O homem tem em si uma capacidade específica: a de discernir o que é bom e bem. Colocado nele pelo Criador como um selo, o bom-senso estimula-o a praticar o bem. Movido por ele, o homem é chamado a desenvolver a sua consciência mediante a formação e a prática, para se dirigir livremente na existência, baseando-se nas leis essenciais que são a lei natural e a lei moral. Na nossa época na qual o desenvolvimento das ciências atrai e seduz pelas possibilidades oferecidas, é importante como nunca educar as consciências dos nossos contemporâneos, para que a ciência não se torne o critério do bem, e para que o homem seja respeitado como o centro da criação e não seja objecto de manipulações ideológicas, nem de decisões arbitrárias nem de abusos dos mais fortes sobre os mais débeis. Foram muitos os perigos que conhecemos ao longo da história humana, e em particular durante o século XX.

Qualquer progresso científico deve ser também um progresso de amor, chamado a colocar-se ao serviço do homem e da humanidade, e a dar a sua contribuição para a construção da identidade das pessoas. De facto, como ressaltei na Encíclica Deus caritas est, "o amor compreende a totalidade da existência em toda a sua dimensão, inclusive a temporal... o amor é "êxtase"; êxtase não no sentido de um instante de inebriamento, mas como caminho, como êxodo permanente do eu fechado em si mesmo para a sua libertação no dom de si mesmo" (n. 6). O amor faz sair de si para descobrir e reconhecer o outro; abrindo-se à alteridade, afirma também a identidade do sujeito, porque o outro me revela a mim mesmo. Em toda a Bíblia, é a experiência que, a partir de Abraão, foi feita por numerosos crentes. O modelo do amor por excelência é Cristo.
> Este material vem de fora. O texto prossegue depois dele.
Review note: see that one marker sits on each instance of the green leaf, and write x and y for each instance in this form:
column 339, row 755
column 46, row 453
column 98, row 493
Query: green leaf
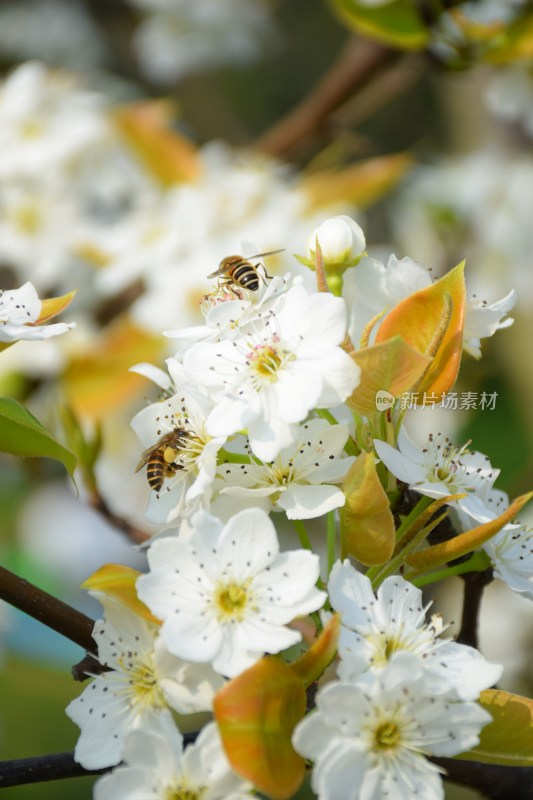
column 21, row 434
column 508, row 739
column 397, row 24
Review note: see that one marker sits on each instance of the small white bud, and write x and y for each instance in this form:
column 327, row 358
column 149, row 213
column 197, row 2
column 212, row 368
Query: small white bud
column 342, row 241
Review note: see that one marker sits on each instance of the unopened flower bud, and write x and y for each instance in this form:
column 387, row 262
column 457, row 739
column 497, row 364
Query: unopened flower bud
column 342, row 242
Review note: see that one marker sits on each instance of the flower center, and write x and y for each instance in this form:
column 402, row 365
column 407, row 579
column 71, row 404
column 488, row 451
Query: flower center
column 265, row 361
column 182, row 792
column 143, row 688
column 231, row 600
column 387, row 736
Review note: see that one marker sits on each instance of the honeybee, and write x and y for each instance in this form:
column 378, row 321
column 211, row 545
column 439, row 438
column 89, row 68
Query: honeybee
column 160, row 458
column 239, row 272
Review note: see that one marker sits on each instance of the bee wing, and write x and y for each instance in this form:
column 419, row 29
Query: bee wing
column 145, row 457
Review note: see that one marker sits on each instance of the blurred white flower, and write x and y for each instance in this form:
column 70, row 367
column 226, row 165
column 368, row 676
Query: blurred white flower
column 143, row 683
column 52, row 30
column 45, row 121
column 226, row 594
column 509, row 95
column 341, row 240
column 177, row 37
column 158, row 767
column 439, row 469
column 19, row 310
column 375, row 629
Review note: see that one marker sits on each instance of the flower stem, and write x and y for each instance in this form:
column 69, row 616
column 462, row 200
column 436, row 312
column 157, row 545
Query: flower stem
column 478, row 563
column 378, row 574
column 350, row 446
column 302, row 534
column 225, row 457
column 331, row 537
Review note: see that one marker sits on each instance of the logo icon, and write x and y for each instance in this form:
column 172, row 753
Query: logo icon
column 384, row 400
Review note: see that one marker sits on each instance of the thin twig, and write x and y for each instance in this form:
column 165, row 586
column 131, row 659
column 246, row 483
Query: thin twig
column 474, row 584
column 56, row 766
column 357, row 64
column 47, row 609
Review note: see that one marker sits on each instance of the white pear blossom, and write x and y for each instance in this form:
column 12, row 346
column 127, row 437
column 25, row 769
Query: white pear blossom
column 45, row 121
column 159, row 767
column 341, row 240
column 370, row 737
column 299, row 480
column 145, row 681
column 484, row 319
column 509, row 95
column 178, row 37
column 226, row 594
column 439, row 469
column 189, row 466
column 375, row 629
column 267, row 381
column 375, row 288
column 511, row 549
column 19, row 309
column 226, row 315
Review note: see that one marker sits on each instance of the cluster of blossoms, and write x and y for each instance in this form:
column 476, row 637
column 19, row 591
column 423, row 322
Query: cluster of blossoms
column 256, row 415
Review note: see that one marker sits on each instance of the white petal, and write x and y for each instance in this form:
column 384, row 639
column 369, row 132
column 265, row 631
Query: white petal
column 306, row 502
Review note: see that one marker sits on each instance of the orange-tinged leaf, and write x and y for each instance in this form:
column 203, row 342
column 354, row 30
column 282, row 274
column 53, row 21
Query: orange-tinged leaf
column 419, row 319
column 147, row 128
column 312, row 664
column 440, row 554
column 118, row 582
column 391, row 366
column 361, row 184
column 367, row 525
column 256, row 714
column 53, row 306
column 97, row 381
column 397, row 24
column 508, row 739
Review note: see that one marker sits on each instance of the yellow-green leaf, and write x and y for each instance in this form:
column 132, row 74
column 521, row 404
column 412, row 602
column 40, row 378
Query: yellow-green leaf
column 146, row 126
column 367, row 525
column 397, row 24
column 467, row 542
column 391, row 366
column 508, row 739
column 361, row 184
column 53, row 306
column 256, row 714
column 118, row 582
column 312, row 664
column 21, row 434
column 97, row 381
column 515, row 43
column 432, row 321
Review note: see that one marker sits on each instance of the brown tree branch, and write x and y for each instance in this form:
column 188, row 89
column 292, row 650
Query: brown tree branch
column 47, row 609
column 360, row 61
column 474, row 584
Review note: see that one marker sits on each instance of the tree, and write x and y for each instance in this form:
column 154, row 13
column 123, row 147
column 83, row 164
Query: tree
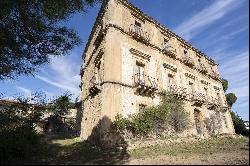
column 31, row 32
column 61, row 105
column 224, row 84
column 238, row 122
column 17, row 125
column 239, row 125
column 231, row 99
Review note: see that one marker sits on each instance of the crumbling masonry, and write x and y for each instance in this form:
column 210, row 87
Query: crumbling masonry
column 130, row 58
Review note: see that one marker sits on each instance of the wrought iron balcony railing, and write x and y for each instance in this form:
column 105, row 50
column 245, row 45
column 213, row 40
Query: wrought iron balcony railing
column 169, row 50
column 198, row 98
column 139, row 33
column 214, row 75
column 180, row 91
column 188, row 61
column 202, row 68
column 94, row 83
column 145, row 84
column 212, row 103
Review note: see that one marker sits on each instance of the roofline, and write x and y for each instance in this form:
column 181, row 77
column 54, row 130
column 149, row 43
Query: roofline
column 98, row 18
column 148, row 18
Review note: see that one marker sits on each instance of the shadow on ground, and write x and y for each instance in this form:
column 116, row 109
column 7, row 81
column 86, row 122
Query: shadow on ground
column 67, row 149
column 68, row 152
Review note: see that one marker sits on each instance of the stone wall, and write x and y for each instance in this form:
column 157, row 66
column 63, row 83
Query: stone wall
column 120, row 49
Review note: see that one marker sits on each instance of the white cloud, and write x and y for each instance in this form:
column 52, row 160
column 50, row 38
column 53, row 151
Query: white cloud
column 63, row 73
column 191, row 27
column 236, row 70
column 25, row 91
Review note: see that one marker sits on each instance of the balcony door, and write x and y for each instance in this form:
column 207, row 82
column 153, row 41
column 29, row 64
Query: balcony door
column 138, row 28
column 198, row 123
column 140, row 72
column 170, row 79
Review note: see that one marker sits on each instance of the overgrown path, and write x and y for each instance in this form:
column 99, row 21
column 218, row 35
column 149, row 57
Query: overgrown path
column 58, row 149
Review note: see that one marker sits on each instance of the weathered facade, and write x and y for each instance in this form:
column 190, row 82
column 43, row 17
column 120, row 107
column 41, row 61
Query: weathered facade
column 130, row 58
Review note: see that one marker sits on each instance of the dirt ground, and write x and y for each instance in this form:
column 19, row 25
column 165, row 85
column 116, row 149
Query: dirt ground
column 56, row 149
column 222, row 158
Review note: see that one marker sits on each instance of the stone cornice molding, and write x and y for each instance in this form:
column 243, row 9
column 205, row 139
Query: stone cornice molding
column 163, row 28
column 190, row 76
column 170, row 67
column 140, row 54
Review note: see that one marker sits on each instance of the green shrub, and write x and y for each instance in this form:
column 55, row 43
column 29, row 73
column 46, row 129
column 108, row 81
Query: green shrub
column 17, row 142
column 239, row 125
column 170, row 113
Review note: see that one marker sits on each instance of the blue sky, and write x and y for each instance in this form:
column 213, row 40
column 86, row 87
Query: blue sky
column 219, row 28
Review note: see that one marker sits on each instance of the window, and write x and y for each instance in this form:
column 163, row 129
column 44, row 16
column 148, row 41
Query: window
column 142, row 107
column 225, row 121
column 170, row 79
column 165, row 44
column 185, row 52
column 191, row 87
column 206, row 91
column 138, row 24
column 138, row 29
column 140, row 72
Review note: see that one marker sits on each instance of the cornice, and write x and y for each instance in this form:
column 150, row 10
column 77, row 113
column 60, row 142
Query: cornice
column 164, row 29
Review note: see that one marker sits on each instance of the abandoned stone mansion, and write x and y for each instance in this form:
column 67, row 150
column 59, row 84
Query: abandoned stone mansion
column 130, row 59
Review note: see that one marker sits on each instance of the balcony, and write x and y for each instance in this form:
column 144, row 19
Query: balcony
column 188, row 61
column 202, row 68
column 144, row 84
column 214, row 75
column 138, row 33
column 169, row 50
column 179, row 91
column 94, row 84
column 198, row 98
column 212, row 103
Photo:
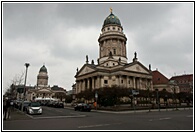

É no acto de oferecer a sua vida pelos seus irmãos, de se doar totalmente, que se manifesta a sua identidade profunda e que temos a chave de leitura do mistério insondável do seu ser e da sua missão.

Confiando as vossas pesquisas à intercessão de S. Tomás de Aquino, que a Igreja honra neste dia e que permanece um "autêntico modelo para quantos procuram a verdade" (Fides et ratio, 78), garanto-vos a minha oração por vós, pelos vossos familiares e pelos vossos colaboradores, e concedo a todos com afecto a Bênção Apostólica.